Three contributions:
Audit of Cursor's recipe. The headline technique they call "Targeted RL with Textual Feedback" turns out to be mathematically equivalent to published SDPO (Hübotter et al., ICLR 2026 Workshop) with MIT-licensed reference code at
siyan-zhao/OPSD. Cursor cites both papers in their blog's footnote 1.Novel reward channel. Multi-teacher trace-replay distillation: replay frozen agentic rollouts against N external teachers, extract DPO pairs from teacher disagreement. Stacks on top of RLVR + SDPO without resource conflicts.
Verified integration architecture. DeepWiki audits of TRL, VeRL, and OPSD give exact extension points. 38 unit tests pass including a 5-step gradient run on a tiny custom model — the integration claim is empirically tested, not just architectural.
What I'm explicitly not claiming: training results. Those gate on spike 002–004 (~$500 GPU budget + a few weeks of wallclock). Releasing pre-experimentally because the integration architecture is independently useful and early feedback may catch design errors.

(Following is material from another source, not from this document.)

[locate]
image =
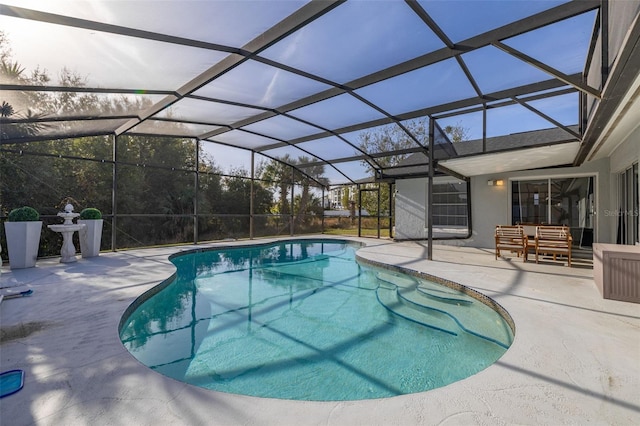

Repository (MIT license): https://huggingface.co/Codeseys/composer-replication-framework
Looking for: critical reads of the integration architecture, pointers to adjacent published work, collaboration interest from teams with GPU budget.
#LLM #ReinforcementLearning #AgenticCoding #OpenSource
All three variants are drafts — pick the one that fits the platform's vibe. The 13-tweet thread is best for X engagement; the 5-tweet version for low-effort posting; the LinkedIn version for professional-network posting.